In his influential theoretical model, Watkins highlights that adaptive and maladaptive forms of RNT can additionally be distinguished by their processing mode1, 4. There is now extensive evidence showing that dysfunctional RNT is characterized by an abstract processing mode (focus on general and decontextualized mental representations), whereas a more concrete processing mode (focus on the direct, specific and contextualized experience of concrete events and actions) is related to functional outcomes.
The important transdiagnostic role of RNT makes this process a promising target for prevention and treatment. Based on the theoretical models described, researchers have developed a number of interventions focused on modifying RNT, including mindfulness‐based treatments, metacognitive interventions, cognitive control training, and rumination‐focused cognitive‐behavioral therapy4. In addition, there is promising evidence showing that targeting RNT in a high‐risk group of adolescents has strong preventive effects by significantly reducing the incidence of depression9.
In sum, whereas RNT had originally mainly been studied from a disorder‐specific perspective, with a strong focus on the content of thinking (e.g., rumination in depression, worry in generalized anxiety disorder), there is now an emerging consensus that it is best studied from a transdiagnostic perspective focused on the characteristic process.
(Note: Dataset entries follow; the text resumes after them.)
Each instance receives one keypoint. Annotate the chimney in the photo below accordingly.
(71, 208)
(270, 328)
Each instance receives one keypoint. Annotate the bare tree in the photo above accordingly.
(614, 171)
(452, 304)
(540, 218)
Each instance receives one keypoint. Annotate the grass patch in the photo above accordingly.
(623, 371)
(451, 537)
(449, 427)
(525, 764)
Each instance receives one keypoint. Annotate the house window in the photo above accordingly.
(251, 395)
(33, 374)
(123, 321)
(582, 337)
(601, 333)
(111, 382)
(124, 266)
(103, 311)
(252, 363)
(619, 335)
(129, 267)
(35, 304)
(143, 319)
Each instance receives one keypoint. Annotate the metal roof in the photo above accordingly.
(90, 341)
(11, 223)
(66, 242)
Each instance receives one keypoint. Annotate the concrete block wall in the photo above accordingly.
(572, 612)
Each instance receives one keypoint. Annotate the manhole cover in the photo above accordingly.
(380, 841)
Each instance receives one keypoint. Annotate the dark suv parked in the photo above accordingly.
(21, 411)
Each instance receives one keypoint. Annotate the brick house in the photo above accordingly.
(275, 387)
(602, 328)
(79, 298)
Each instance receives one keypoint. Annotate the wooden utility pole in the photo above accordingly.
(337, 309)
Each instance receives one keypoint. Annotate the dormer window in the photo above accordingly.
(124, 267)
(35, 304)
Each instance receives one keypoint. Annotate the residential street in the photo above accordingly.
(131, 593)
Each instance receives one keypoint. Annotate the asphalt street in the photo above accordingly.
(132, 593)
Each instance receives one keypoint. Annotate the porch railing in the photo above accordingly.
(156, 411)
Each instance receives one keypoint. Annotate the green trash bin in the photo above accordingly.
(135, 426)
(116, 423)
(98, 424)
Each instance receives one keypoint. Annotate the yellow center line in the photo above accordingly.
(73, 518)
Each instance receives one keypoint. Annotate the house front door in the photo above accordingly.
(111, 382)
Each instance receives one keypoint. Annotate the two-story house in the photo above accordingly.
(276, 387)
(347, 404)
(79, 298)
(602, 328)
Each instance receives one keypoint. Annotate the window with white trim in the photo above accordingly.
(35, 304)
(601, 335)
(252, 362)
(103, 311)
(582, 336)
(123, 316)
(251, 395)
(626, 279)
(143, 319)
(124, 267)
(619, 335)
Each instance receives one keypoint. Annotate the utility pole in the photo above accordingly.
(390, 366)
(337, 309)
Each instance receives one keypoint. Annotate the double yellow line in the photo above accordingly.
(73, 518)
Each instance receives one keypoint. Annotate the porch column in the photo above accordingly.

An important future direction for research into RNT includes clarifying links to current meta‐models of transdiagnostic processes and mechanisms, such as the Research Domain Criteria framework. In addition, although there is promising evidence for the efficacy of interventions directly targeting RNT, more systematic research is needed to compare these novel interventions to traditional evidence‐based treatments, and investigate the proposed mechanisms of change.